Since 2017, Gremlin has offered a platform to run Chaos Engineering experiments, enabling our customers to increase the reliability of their applications. Gremlin provides a variety of different failure modes across state, resource, network, and application to test your reliability. However until now, while running a single Chaos Engineering attack has been simple, we’ve received many customer requests to simplify planning and tracking an experiment to simulate a real-world outage.
Today we’re introducing Scenarios, which make it simple to simulate real-world outages that lead to costly downtime. Scenarios allow you to link attacks together, growing both the blast radius and magnitude over time. Once created, these Scenarios become a shareable resource for your team, complete with a name, description, hypothesis, and a place to record your notes and observations.
Whether you’ve been practicing Chaos Engineering for years or you’re just starting out, we’re simplifying your reliability journey with a set of pre-built Recommended Scenarios.
Available with today’s release are six Recommended Scenarios for you to clone and start with. Recommended Scenarios are based on real-world outages you can run in a couple of clicks. In other words, you can validate your systems’ ability to withstand each of them and avoid downtime in a few minutes time.
Remember the AWS S3 outage in 2017? An enormous number of sites were unavailable, affecting millions of internet users. How about when thousands of people couldn’t clear customs and were forced to wait when entering the United States by air? And finally, Github’s outage in 2018, bringing engineering productivity around the globe to a halt for more than 24 hours.

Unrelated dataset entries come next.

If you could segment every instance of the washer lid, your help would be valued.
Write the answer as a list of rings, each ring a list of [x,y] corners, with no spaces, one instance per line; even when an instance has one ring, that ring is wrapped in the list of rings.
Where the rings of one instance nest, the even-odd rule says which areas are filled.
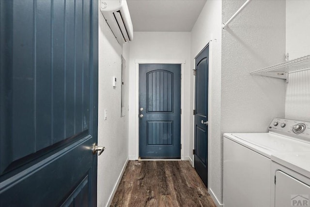
[[[275,153],[271,160],[310,178],[310,151]]]

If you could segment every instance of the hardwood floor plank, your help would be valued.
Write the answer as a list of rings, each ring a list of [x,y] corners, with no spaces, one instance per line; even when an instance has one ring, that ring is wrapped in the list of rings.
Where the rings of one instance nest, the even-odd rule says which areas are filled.
[[[111,207],[215,207],[187,161],[129,161]]]

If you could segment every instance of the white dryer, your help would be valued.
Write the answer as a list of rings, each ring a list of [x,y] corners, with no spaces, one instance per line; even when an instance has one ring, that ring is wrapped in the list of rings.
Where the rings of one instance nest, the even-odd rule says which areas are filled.
[[[271,206],[310,207],[310,152],[271,156]]]
[[[279,163],[280,155],[274,155],[310,153],[310,122],[276,118],[268,129],[265,133],[224,134],[225,207],[274,206],[274,166],[283,165]],[[273,163],[273,159],[278,159],[278,163]],[[309,163],[310,160],[305,164]],[[303,176],[309,178],[309,175]]]

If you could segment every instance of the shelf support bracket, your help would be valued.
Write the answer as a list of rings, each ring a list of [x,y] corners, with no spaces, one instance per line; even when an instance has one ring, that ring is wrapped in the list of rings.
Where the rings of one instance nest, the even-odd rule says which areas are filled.
[[[288,82],[288,73],[287,72],[265,72],[262,73],[258,73],[257,74],[261,75],[264,75],[268,77],[273,77],[277,78],[281,78],[286,80],[286,82]]]
[[[232,16],[231,18],[226,22],[226,23],[223,23],[223,25],[222,26],[222,28],[223,29],[223,30],[225,30],[225,28],[227,27],[228,24],[229,24],[232,21],[232,20],[234,19],[238,15],[239,15],[239,13],[241,12],[241,11],[242,11],[243,9],[245,8],[245,7],[248,5],[248,3],[250,2],[251,0],[247,0],[247,1],[246,1],[245,3],[244,3],[242,6],[241,6],[241,7],[238,10],[238,11],[237,11],[237,12],[234,13],[234,15],[233,15]]]

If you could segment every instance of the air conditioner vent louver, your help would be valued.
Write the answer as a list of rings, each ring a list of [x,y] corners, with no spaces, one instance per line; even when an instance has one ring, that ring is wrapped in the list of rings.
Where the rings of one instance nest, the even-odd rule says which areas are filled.
[[[133,28],[125,0],[101,0],[100,11],[120,44],[132,40]]]

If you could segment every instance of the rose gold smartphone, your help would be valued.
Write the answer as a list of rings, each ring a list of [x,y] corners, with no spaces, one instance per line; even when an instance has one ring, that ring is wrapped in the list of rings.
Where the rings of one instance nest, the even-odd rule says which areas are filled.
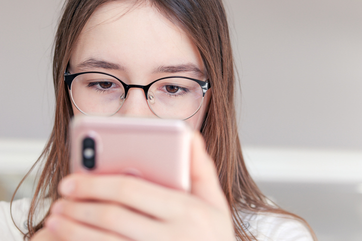
[[[71,125],[70,172],[132,175],[188,192],[191,136],[180,120],[76,117]]]

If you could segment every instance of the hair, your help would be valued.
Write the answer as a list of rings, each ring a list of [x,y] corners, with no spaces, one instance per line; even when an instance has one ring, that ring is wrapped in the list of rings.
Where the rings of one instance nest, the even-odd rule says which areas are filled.
[[[70,54],[94,11],[102,4],[113,0],[68,0],[64,3],[54,43],[52,74],[56,100],[54,126],[42,153],[34,164],[44,161],[31,202],[28,217],[28,233],[24,235],[24,239],[32,237],[42,229],[49,215],[48,211],[40,222],[34,222],[36,210],[40,201],[47,198],[52,203],[59,199],[58,184],[69,173],[68,129],[73,112],[64,73]],[[204,60],[212,87],[209,90],[212,92],[210,102],[200,131],[207,151],[214,161],[220,184],[232,214],[238,240],[255,239],[244,229],[240,211],[280,214],[298,219],[309,227],[301,218],[270,204],[246,170],[238,134],[234,64],[222,0],[134,1],[140,0],[148,1],[182,29],[193,41]]]

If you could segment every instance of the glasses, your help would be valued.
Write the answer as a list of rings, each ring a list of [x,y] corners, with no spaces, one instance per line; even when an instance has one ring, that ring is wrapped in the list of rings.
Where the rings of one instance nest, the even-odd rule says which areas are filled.
[[[156,116],[186,120],[198,111],[206,91],[211,87],[208,80],[184,76],[162,78],[147,85],[126,84],[116,77],[100,72],[70,74],[66,71],[64,80],[73,104],[88,116],[114,115],[122,107],[130,89],[140,88]]]

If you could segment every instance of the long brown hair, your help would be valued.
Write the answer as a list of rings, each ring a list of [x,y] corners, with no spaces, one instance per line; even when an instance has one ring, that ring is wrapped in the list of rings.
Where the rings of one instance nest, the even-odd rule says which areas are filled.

Scenarios feel like an important step in the natural evolution of chaos. Replicating isolated failures will always be helpful, but scenarios provide the means to ratchet up pressure on our systems in ways that more closely mirror the complex, orchestrated failure states we observe in production environments."Matt Simons
Senior Engineering Manager at Workiva
Inside Gremlin you’ll find Recommended Scenarios for each of these outages. All you need to do is select a set of hosts to target and click Run Scenario to see how your system would respond to these conditions!
Recommended Scenarios guide you through Chaos Engineering experiments to be sure that your application is reliable despite resource constraints, unreliable networks, unavailable dependencies, and more, preventing these types of outages from affecting your business and your customers.
The practice of Chaos Engineering is all about injecting failure, starting with a small blast radius, a low number of hosts, and with limited magnitude, such as a minimal CPU load. Scenarios allow you to create many attacks and link them together, growing both the blast radius and magnitude over time.
All systems have a breaking point, but do you know where that is? When your system is on the verge of failure, is your customer aware?
Create a sequence of attacks within a Scenario with increasing blast radius and magnitude to cause failure on your own terms. Observe your system under low stress, at a breaking point, and in a critical state to determine next steps to improve your reliability.
Once you’ve thoughtfully created a Scenario, take the time to record your hypothesis for what you expect to happen when the Scenario runs. Once complete, jot down your observations, and indicate if the result met your expectations, or if an incident was detected. Following this method will enable you to take action on the results of your Scenario, improving the reliability of your application.
After creating, running, and adding results to a Scenario you can, schedule it to run on an on-going basis to verify the results of your Scenario and prevent drifting into failure. Select the days of the week you would like it to run, the maximum number of times it can run, and the time window in which it can run.